Australian-born Fiona Caulfield had lived all over the world, but it wasn’t until she first visited India there her “eyes, ears and heart opened,” she says. With a background in marketing and an interest in consulting, she recalls, “part of me knew that India was where the future was. It is impossible not to feel the optimism and sheer energy of the country as it gains momentum and economic power.” Her soulful—and beautiful—travel guides LOVE India cover five regions and are very current; the third edition of LOVE Rajasthan-Jaipur recently saw the addition of about 30 new entries, the expansion of the Jodhpur and Udaipur sections and has a chapter on Nagaur, which is 2 ½ hours outside of Jodhpur.
The books’ concept is to encourage readers to discover how to fall in love with places by highlighting the distinct and classic aspects and experiences. Caulfield talked to Indagare about her series, what it is about India that enthralls her and future travel and writing plans.
When I update the books I work with a team who do a round of fact-checking to confirm current entries and identify potential additions. However, the real magic happens when I spend time in Jaipur with friends there and discover treasures, not all of which are new. For example, I recently had dinner with a friend at the Dragon House in Jaipur. We started chatting about the restaurant’s wonderful murals, which had been done by a man named Shan. My friend suggested I meet him and his mother, Benu, who runs a fantastic fashion boutique from home. I did, and loved their work (unsurprisingly, Michelle Obama is a fan of her clothes). By spending more time in Jaipur, more locals have started to trust me and provide suggestions—which leads to more readers trusting me.
What is a favorite Rajasthan experience? The Maharajah of Jodhpur hosts the World Sufi Festival of Indian music every February at the splendid Ahichattragarh Fort. I love to stay within the walls of the 18th-century fort at the charming Ranvas Hotel, which is a collection of ten heritage havelis originally built for Maharaja Bakht Singh’s ten wives.
India is such an overwhelming and culturally rich country; visitors typically spend much of their first visit attempting to wrap their minds around it. What kind of itinerary would you recommend for someone’s second—or third—trip? By the time people visit India for the second time, their confidence and sense of adventure has increased, and travelers tend to take more time to focus on a certain area. For example, I love when people drive through Rajasthan instead of flying between the cities in the Golden Triangle (Delhi, Agra and Jaipur). This way visitors become more creative and stay in interesting places like small villages or a lakeside hunting lodge.
A second visit also affords a chance to properly explore one region. India’s states could be different countries for how varied they are. Dialects differ, cuisine adapts, clothing customs change—people even laugh at different things! Trying to “see” India in two weeks would be like “doing” Europe in two weeks. I always say that Kerala and Rajasthan are as varied as Spain and Norway.
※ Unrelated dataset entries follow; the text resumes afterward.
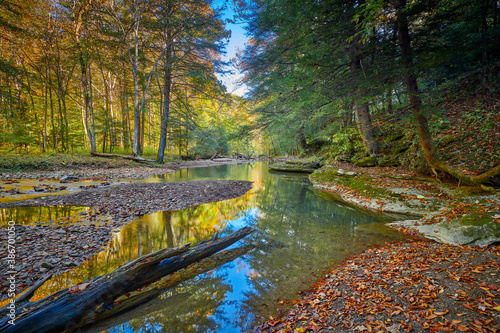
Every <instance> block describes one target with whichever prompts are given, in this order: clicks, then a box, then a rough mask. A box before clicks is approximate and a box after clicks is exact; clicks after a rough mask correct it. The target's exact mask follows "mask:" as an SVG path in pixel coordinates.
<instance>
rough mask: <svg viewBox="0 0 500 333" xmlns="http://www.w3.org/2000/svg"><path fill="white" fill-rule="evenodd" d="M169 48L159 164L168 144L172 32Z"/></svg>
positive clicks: (168, 45) (164, 69)
mask: <svg viewBox="0 0 500 333" xmlns="http://www.w3.org/2000/svg"><path fill="white" fill-rule="evenodd" d="M166 37H167V38H166V39H167V41H166V42H167V43H168V44H167V46H166V52H165V66H164V75H165V77H164V81H163V113H162V115H161V120H160V121H161V132H160V143H159V146H158V162H159V163H163V158H164V155H165V146H166V142H167V127H168V118H169V116H170V93H171V89H172V53H173V48H172V42H171V37H172V36H171V32H170V31H167V36H166Z"/></svg>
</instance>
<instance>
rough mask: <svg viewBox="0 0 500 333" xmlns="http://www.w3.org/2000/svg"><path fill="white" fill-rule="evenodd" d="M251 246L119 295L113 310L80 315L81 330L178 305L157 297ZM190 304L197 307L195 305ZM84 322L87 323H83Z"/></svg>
mask: <svg viewBox="0 0 500 333" xmlns="http://www.w3.org/2000/svg"><path fill="white" fill-rule="evenodd" d="M253 248H254V246H253V245H245V246H242V247H238V248H235V249H230V250H226V251H222V252H220V253H216V254H214V255H213V256H210V257H208V258H205V259H202V260H200V261H199V262H196V263H194V264H192V265H189V266H188V267H186V268H183V269H181V270H179V271H177V272H175V274H170V275H167V276H165V277H163V278H161V279H160V280H158V281H157V282H155V283H152V284H150V285H149V286H147V287H145V288H144V289H141V290H140V291H136V292H132V293H129V294H127V295H125V296H122V297H120V298H118V299H117V303H118V304H117V305H116V306H115V307H113V309H111V310H109V311H104V312H101V313H99V314H97V316H96V317H91V318H83V319H82V321H81V323H82V329H83V330H84V331H85V332H87V333H91V332H96V333H98V332H102V331H104V330H106V329H109V328H111V327H114V326H117V325H120V324H123V323H125V322H128V321H130V320H131V319H134V318H136V317H140V316H143V315H144V314H146V313H151V312H155V311H159V310H162V309H164V308H165V307H167V306H173V307H175V306H178V305H179V304H180V303H181V302H182V300H178V299H175V298H174V299H172V300H169V299H168V298H163V297H162V298H158V296H159V295H161V294H162V293H164V292H165V291H166V290H168V289H170V288H173V287H175V286H176V285H178V284H179V283H180V282H183V281H186V280H188V279H191V278H193V277H195V276H198V275H200V274H203V273H206V272H208V271H211V270H212V269H215V268H217V267H219V266H222V265H224V264H226V263H228V262H231V261H233V260H234V259H236V258H238V257H240V256H242V255H243V254H245V253H247V252H248V251H250V250H251V249H253ZM200 305H201V304H200ZM193 306H194V307H196V305H193ZM131 310H133V311H131ZM87 322H88V324H87V325H85V324H86V323H87Z"/></svg>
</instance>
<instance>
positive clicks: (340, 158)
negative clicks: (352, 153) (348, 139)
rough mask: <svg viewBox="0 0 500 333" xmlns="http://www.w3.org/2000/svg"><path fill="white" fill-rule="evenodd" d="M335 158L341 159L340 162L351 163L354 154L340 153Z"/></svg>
mask: <svg viewBox="0 0 500 333" xmlns="http://www.w3.org/2000/svg"><path fill="white" fill-rule="evenodd" d="M335 160H336V161H339V162H347V163H351V162H352V155H348V154H340V155H338V156H336V157H335Z"/></svg>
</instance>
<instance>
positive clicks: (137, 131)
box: [125, 10, 141, 156]
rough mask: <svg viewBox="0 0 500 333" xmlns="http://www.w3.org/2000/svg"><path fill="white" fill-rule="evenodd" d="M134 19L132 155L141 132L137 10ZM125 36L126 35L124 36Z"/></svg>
mask: <svg viewBox="0 0 500 333" xmlns="http://www.w3.org/2000/svg"><path fill="white" fill-rule="evenodd" d="M134 14H135V15H134V19H135V20H136V23H135V24H134V46H135V54H134V59H133V60H132V57H130V60H131V62H132V72H133V75H134V143H133V149H132V150H133V155H134V156H139V155H140V139H141V138H140V134H141V133H140V132H141V109H140V108H139V80H138V77H137V68H138V67H137V66H138V63H139V17H138V13H137V10H136V12H135V13H134ZM125 38H126V37H125Z"/></svg>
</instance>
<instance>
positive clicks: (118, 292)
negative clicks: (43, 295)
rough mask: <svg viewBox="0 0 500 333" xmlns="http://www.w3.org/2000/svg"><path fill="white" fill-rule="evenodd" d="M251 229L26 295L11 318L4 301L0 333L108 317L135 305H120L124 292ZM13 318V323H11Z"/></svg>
mask: <svg viewBox="0 0 500 333" xmlns="http://www.w3.org/2000/svg"><path fill="white" fill-rule="evenodd" d="M252 231H253V229H252V228H249V227H245V228H242V229H240V230H238V231H236V232H234V233H232V234H231V235H229V236H227V237H223V238H220V239H213V240H210V241H208V242H204V243H201V244H199V245H198V246H196V247H194V248H192V249H191V248H190V245H189V244H187V245H183V246H180V247H177V248H173V249H163V250H160V251H157V252H155V253H152V254H148V255H145V256H142V257H140V258H138V259H136V260H133V261H131V262H129V263H127V264H125V265H123V266H122V267H120V268H118V269H116V270H114V271H113V272H111V273H109V274H105V275H102V276H100V277H97V278H94V279H92V280H89V281H86V282H84V283H80V284H78V285H76V286H73V287H71V288H67V289H64V290H61V291H59V292H57V293H54V294H52V295H50V296H48V297H46V298H44V299H41V300H39V301H36V302H29V300H28V299H25V300H23V301H20V302H19V303H17V302H16V303H15V313H14V314H13V317H14V318H12V317H9V316H10V313H11V312H9V311H10V309H9V308H8V305H7V306H5V307H3V308H2V309H0V316H1V318H0V331H1V332H24V333H30V332H33V333H34V332H36V333H42V332H63V331H66V332H72V331H76V330H80V328H82V327H84V326H89V325H92V324H93V323H95V320H97V319H96V318H101V319H102V318H105V317H108V315H106V313H108V314H109V315H113V313H121V312H123V311H125V310H127V309H129V308H131V307H134V306H136V305H137V302H133V301H128V303H127V302H126V304H125V305H127V304H128V306H126V307H122V306H121V304H123V303H124V302H125V301H126V300H127V297H129V296H128V295H127V294H129V293H133V292H134V291H138V290H139V289H141V288H144V287H146V286H148V285H150V284H151V283H154V282H155V281H158V280H159V279H161V278H162V277H164V276H166V275H169V274H172V273H174V272H177V271H179V270H181V269H182V268H185V267H187V266H189V265H191V264H193V263H196V262H198V261H200V260H201V259H204V258H207V257H209V256H211V255H213V254H215V253H217V252H219V251H221V250H223V249H225V248H226V247H228V246H230V245H231V244H233V243H235V242H237V241H238V240H240V239H242V238H243V237H245V236H247V235H249V234H250V233H251V232H252ZM134 295H135V294H134ZM123 297H125V298H123ZM139 301H140V300H139ZM117 306H120V308H119V309H118V308H116V307H117ZM12 319H13V320H14V323H15V325H12V322H11V323H9V321H11V320H12Z"/></svg>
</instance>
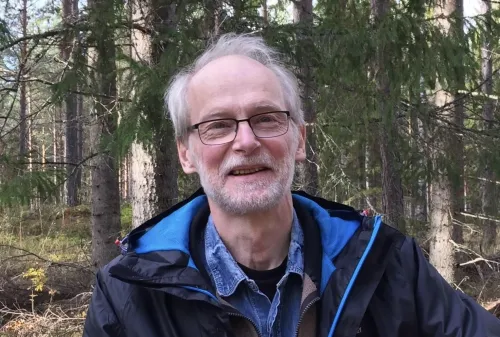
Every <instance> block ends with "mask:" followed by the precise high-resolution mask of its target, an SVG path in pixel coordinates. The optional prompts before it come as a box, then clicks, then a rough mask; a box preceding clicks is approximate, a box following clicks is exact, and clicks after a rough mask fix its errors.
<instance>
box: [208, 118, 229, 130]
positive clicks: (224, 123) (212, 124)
mask: <svg viewBox="0 0 500 337" xmlns="http://www.w3.org/2000/svg"><path fill="white" fill-rule="evenodd" d="M231 127H232V123H231V121H225V120H221V121H213V122H210V123H207V124H206V125H205V128H206V129H207V130H217V129H226V128H231Z"/></svg>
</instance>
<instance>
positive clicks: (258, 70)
mask: <svg viewBox="0 0 500 337" xmlns="http://www.w3.org/2000/svg"><path fill="white" fill-rule="evenodd" d="M187 98H188V103H189V107H190V109H189V110H190V118H191V122H198V121H200V120H206V119H209V118H210V117H211V116H216V115H217V116H221V115H229V116H237V115H241V116H244V115H248V114H252V113H253V112H261V111H263V110H284V109H285V106H284V99H283V94H282V90H281V86H280V83H279V81H278V78H277V77H276V75H275V74H274V73H273V72H272V71H271V70H270V69H268V68H267V67H265V66H264V65H262V64H261V63H259V62H257V61H255V60H252V59H250V58H247V57H244V56H236V55H232V56H226V57H222V58H219V59H217V60H214V61H212V62H210V63H209V64H207V65H206V66H205V67H203V68H202V69H201V70H200V71H198V72H197V73H196V74H195V75H194V76H193V77H192V79H191V81H190V84H189V88H188V97H187Z"/></svg>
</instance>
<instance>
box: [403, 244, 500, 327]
mask: <svg viewBox="0 0 500 337" xmlns="http://www.w3.org/2000/svg"><path fill="white" fill-rule="evenodd" d="M402 249H403V253H404V255H406V256H407V257H410V256H411V258H412V259H413V261H412V262H413V263H411V264H409V265H407V266H410V265H414V268H410V273H412V274H413V275H411V276H412V278H413V280H412V282H413V284H414V296H415V304H416V312H417V319H418V323H419V327H420V336H422V337H424V336H425V337H500V320H499V319H497V318H496V317H495V316H493V315H492V314H490V313H489V312H488V311H486V309H484V308H483V307H481V306H480V305H479V304H478V303H477V302H476V301H474V300H473V299H472V298H470V297H468V296H467V295H465V294H464V293H462V292H460V291H456V290H455V289H453V288H452V287H451V286H450V285H449V284H448V283H447V282H446V280H445V279H443V277H442V276H441V275H440V274H439V272H438V271H437V270H436V269H435V268H434V267H433V266H432V265H431V264H430V263H429V262H428V261H427V260H426V258H425V256H424V254H423V253H422V251H421V249H420V248H419V246H418V245H417V243H416V242H415V240H410V239H407V240H406V242H405V244H404V245H403V247H402ZM407 254H408V255H409V256H408V255H407ZM408 262H410V261H408Z"/></svg>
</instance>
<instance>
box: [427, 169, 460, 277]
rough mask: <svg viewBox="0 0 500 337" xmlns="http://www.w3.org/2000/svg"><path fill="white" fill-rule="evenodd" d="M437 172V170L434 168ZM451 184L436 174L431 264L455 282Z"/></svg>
mask: <svg viewBox="0 0 500 337" xmlns="http://www.w3.org/2000/svg"><path fill="white" fill-rule="evenodd" d="M434 170H436V168H434ZM451 191H452V189H451V183H450V181H449V179H448V177H447V176H446V175H444V174H436V172H434V177H433V180H432V185H431V202H432V203H431V207H430V216H429V220H430V225H431V228H430V236H431V240H430V247H429V250H430V251H429V262H430V263H431V264H432V265H433V266H434V267H435V268H436V269H437V270H438V271H439V273H440V274H441V275H442V276H443V277H444V278H445V280H447V281H448V282H453V281H454V276H455V274H454V265H455V254H454V248H453V245H452V244H451V242H450V240H451V238H452V232H453V224H452V213H451V211H452V196H451Z"/></svg>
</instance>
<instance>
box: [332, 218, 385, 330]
mask: <svg viewBox="0 0 500 337" xmlns="http://www.w3.org/2000/svg"><path fill="white" fill-rule="evenodd" d="M381 223H382V220H381V218H380V217H378V216H377V218H375V225H374V227H373V232H372V235H371V237H370V241H369V242H368V245H367V247H366V248H365V251H364V252H363V255H361V259H360V260H359V262H358V264H357V266H356V268H355V269H354V273H353V275H352V276H351V279H350V280H349V283H348V284H347V288H346V290H345V292H344V295H342V299H341V300H340V304H339V307H338V308H337V313H336V314H335V317H334V319H333V323H332V325H331V326H330V332H329V333H328V337H333V336H334V333H335V329H336V328H337V324H338V322H339V319H340V315H341V314H342V311H343V310H344V306H345V303H346V302H347V298H348V297H349V294H350V292H351V288H352V287H353V285H354V282H355V281H356V278H357V277H358V274H359V270H360V269H361V267H362V266H363V263H364V262H365V259H366V256H367V255H368V254H369V253H370V250H371V248H372V245H373V242H374V241H375V238H376V237H377V234H378V231H379V229H380V226H381Z"/></svg>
How do you see the difference between traveling and tourism? I ban the word “sightseeing” from my books. To me, traveling is all about experiences. The shopping sections focus on meeting the people who are creating amazing products, and sometimes even visiting their homes. I include a jeweler in Jodhpur who makes the bangles for the region’s royal family, but his shop is quite literally a hole in the wall. It is such a lovely experience to slow down and meander through the back lanes of the market. On second visits to India people are more comfortable and more likely to explore things thoroughly. Return trips also offer the chance to create itineraries based on passion. Visitors can curate their visit through their interests, be it textiles, cooking, photography, dance, antiques or yoga.
How has India changed since you first visited? When I first came to India 20-plus years ago, I knew absolutely nothing about the country and was merely stopping for a week’s vacation between London and Sydney. When I returned in 2001, the emerging strength of India was palpable then—and it is even stronger now. The country’s confidence level has completely changed over the last twenty years from being slightly apologetic to quite advanced today. Airports used to be miserable but are now really efficient and clean. India used to aspire to have “world-class” facilities. Now the colloquialism is starting to change to “best in world.”
But there are still many challenges in a country with a population more than a billion with issues surrounding poverty and rapid urbanization. But people ask me “How could you have left New York to live in India?” and my response is always, “How could I not?” Everywhere else feels like someone has turned the volume down and turned a switch from color to black and white.